Jabber Takes On MS Passport
Lord Prox writes "Jabber Ticket Authentication is a method of authenticating with HTTP servers using your jabber identification. This allows you to login to websites using your jabber address in a single sign-on fashion similar to .NET Passport, but unlike .NET Passport is not locked into a single authentication provider. Tickets also mean the jabber ticket provider and the web server do not need to be tightly integrated for authentication to work, also because its not tightly integrated it means webmasters do not need to setup their own jabber server to provide tickets, they can use a third party provider even a central "tickets.jabber.org". Also because tickets are not tightly integrated it makes it far easier for webmasters to integrate with Jabber, it also makes web farms far more scalable and reliable." Update: 02/11 19:22 GMT by T : The link to jabber.org has been fixed; thanks to reader Laurence Withers.
Their and quite a few other project's motto could be "do it like Microsoft, but do it right". Sadly, that would end up in a lawsuit, so we'd better not say that openly.

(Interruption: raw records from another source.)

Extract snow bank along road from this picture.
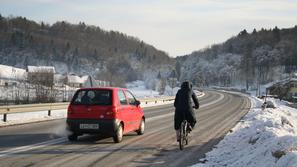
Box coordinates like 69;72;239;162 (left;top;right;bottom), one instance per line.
0;91;250;167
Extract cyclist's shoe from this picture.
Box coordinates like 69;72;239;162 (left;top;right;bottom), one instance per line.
187;125;193;133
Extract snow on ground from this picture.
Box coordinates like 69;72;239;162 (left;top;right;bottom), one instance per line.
194;97;297;167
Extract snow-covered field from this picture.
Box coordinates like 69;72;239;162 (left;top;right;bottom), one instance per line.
194;97;297;167
126;81;160;98
0;81;173;127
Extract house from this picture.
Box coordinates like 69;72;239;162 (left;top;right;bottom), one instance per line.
26;66;55;87
65;74;110;88
0;64;27;86
266;78;297;101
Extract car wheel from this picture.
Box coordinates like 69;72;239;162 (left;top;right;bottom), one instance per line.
68;134;78;141
113;124;123;143
137;119;145;135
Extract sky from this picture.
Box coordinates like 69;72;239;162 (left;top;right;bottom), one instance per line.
0;0;297;57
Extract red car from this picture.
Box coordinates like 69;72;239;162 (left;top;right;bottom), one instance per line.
66;87;145;143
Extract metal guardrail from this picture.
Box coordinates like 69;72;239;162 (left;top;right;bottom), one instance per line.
0;97;175;122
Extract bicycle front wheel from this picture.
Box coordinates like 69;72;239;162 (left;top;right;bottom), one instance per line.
179;121;187;150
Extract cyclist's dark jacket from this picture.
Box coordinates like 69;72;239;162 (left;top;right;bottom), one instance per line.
174;82;199;130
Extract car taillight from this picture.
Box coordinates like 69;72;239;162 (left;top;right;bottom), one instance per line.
111;106;118;113
68;106;73;114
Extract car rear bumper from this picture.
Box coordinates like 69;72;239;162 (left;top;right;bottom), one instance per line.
66;118;120;135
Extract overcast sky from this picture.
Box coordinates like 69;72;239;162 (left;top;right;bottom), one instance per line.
0;0;297;57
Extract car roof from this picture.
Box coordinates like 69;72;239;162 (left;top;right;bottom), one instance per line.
79;87;128;90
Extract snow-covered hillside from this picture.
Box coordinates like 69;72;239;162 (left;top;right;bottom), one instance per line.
195;97;297;167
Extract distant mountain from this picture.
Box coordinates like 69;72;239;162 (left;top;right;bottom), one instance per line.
176;26;297;88
0;15;175;85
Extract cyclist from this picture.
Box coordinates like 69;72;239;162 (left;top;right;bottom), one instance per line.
174;81;199;141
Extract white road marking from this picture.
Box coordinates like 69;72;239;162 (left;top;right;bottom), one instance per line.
0;93;224;158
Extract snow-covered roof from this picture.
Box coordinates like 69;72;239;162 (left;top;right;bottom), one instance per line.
0;64;27;80
54;74;66;83
27;66;56;73
265;78;297;88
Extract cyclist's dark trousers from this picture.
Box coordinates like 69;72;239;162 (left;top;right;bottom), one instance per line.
174;111;196;130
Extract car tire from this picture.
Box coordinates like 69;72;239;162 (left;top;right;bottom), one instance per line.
113;124;123;143
68;134;78;141
136;119;145;135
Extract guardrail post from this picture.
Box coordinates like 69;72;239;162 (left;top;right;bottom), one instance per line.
3;113;7;122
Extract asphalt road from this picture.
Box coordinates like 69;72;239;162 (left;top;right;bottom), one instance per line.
0;91;250;167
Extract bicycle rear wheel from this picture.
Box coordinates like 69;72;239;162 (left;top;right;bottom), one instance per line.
179;121;187;150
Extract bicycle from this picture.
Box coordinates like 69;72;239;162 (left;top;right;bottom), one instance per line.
179;107;195;150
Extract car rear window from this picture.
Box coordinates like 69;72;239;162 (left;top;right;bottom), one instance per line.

However, it is interesting to see how easily Microsoft could do something right if they would only abandon their lock-in paradigm. I wonder how long it would take for them to realize that they could have a similar amount of marketshare if they were fair to their customer instead of trying to screw them over.
In the meantime: Go, Jabber!
It's a rather nice feature, but with all these diffrent single
signon/central-whatnot technologies, do we really get single-signon and all the other features we're promised.. ?
Authorization: JabberTicket 54yudvjhssa76dta6sgdst78r4sadsfjdhs...
[...] its obvious that this needs client-side support. With browser rollouts being mindnumbingly s l o w, that means they are probably targeting web services, or non-browser clients, or must be building a browser extension?
Not necessarily. I didn't RTFA, but a proxy (which could even run on the end-user's computer) could handle the authorization part without the need for new browsers, which understand the JabberTicket authorization method.